Le ministre d’État pour les Déplacés, Ghassan Atallah, a annoncé hier son plan d’action. Photo Dalati et Nohra
Le ministre d’État pour les Déplacés, Ghassan Atallah, a annoncé hier un plan pour l’évacuation des habitations qui n’ont toujours pas été restituées dans la montagne druzo-chrétienne, permettant de rendre ces habitations à leurs propriétaires. Selon lui, ce dossier devrait être définitivement clos au plus tard dans deux mois. « Nous annonçons aujourd’hui un plan complet pour clore définitivement le dossier des évacuations, parce qu’il n’est plus permis que 30 ans après la guerre, des maisons soient encore squattées », a déclaré M. Atallah lors d’une conférence de presse au siège du ministère, au centre-ville de Beyrouth (Starco). Il a indiqué dans ce cadre qu’« à partir du 5 mars et jusqu’au 5 avril, tout propriétaire concerné peut présenter au ministère le numéro de sa demande enregistrée avant le 15 septembre 2000, et ce afin de faciliter ses démarches et consolider ses droits avant d’être redirigé vers la caisse de paiement ».Le ministre d’État pour les Déplacés a ensuite fait part des étapes suivantes : « Après le 5 avril, le chef de la Caisse centrale des déplacés devra, dans un délai de 15 jours, préparer les chèques liés aux dossiers échus que nous lui aurions transmis.

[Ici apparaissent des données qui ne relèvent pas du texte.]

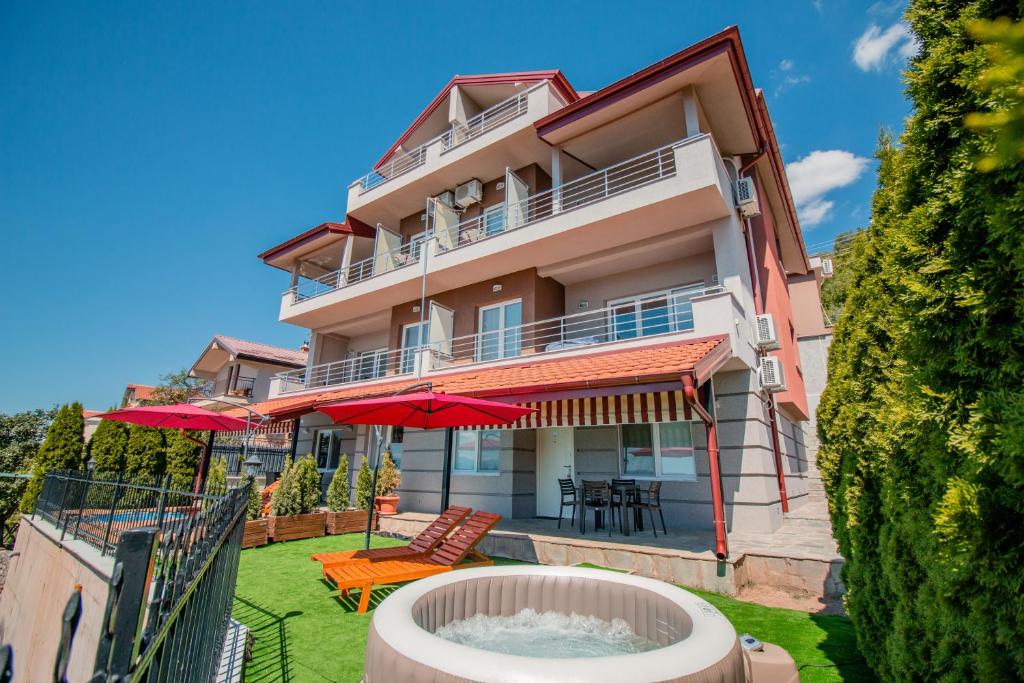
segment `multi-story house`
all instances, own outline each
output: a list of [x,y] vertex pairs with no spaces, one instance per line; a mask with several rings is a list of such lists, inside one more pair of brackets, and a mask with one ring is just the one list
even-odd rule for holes
[[557,516],[565,476],[660,480],[677,528],[768,531],[801,504],[788,282],[810,264],[735,29],[586,95],[558,71],[455,77],[349,185],[344,222],[260,257],[311,342],[258,408],[299,418],[294,449],[325,470],[373,447],[325,402],[429,381],[538,409],[447,454],[392,430],[402,510]]

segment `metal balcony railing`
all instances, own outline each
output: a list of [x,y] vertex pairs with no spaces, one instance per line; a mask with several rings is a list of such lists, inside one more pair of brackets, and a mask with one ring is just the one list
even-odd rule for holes
[[465,124],[454,124],[447,132],[441,135],[441,150],[446,152],[457,147],[463,142],[468,142],[474,137],[483,135],[503,123],[525,114],[528,110],[528,101],[529,91],[526,90],[483,110]]
[[352,358],[325,362],[304,370],[278,373],[279,391],[289,393],[408,375],[416,369],[417,348],[366,352]]
[[435,344],[432,368],[554,353],[693,330],[692,299],[721,287],[688,287],[604,308],[477,332]]
[[404,268],[407,265],[419,262],[422,246],[420,242],[407,243],[397,249],[356,261],[347,268],[334,270],[319,278],[302,278],[289,292],[293,295],[293,301],[304,301],[342,287],[361,283],[375,275]]
[[670,144],[646,152],[558,187],[512,202],[504,210],[464,220],[449,230],[447,239],[441,242],[452,245],[447,248],[452,251],[673,176],[676,174],[674,146]]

Les propriétaires encaisseront leurs indemnités, tandis que les forces sécuritaires commenceront à évacuer les habitations et rendre les clés à leurs propriétaires. » « Le plan sera achevé en l’espace de 60 jours », a ajouté M. Atallah, comptant sur « la collaboration de toutes les forces politiques pour assurer des fonds propres à satisfaire et clore tous les dossiers ».En réponse à une question d’un journaliste, M. Atallah a affirmé que le ministère détient près de 1 000 dossiers d’évacuation, indiquant que les demandeurs qui ne sont pas en mesure de se rendre au siège du ministère peuvent appeler au 01/358088 pour présenter leurs requêtes.
Quant au dossier des réconciliations, le ministre a douté qu’il soit clos de sitôt, d’autant, a-t-il dit, que « le sujet nécessite beaucoup de tractations et de réunions ». Évoquant les réconciliations qui ont lieu à Brih (Chouf), M. Atallah a estimé qu’« elles ne sont pas entières ». Il a affirmé à ce propos qu’il compte « établir et réaliser un protocole de réconciliation en vue de compléter les paiements », déclarant qu’il œuvrera également à « une réconciliation totale à Kfar Selouane et Jouar el-Hoz (caza de Baabda) ».
La réconciliation à Brih avait été scellée en 2014, sous le mandat de l’ancien président de la République Michel Sleiman.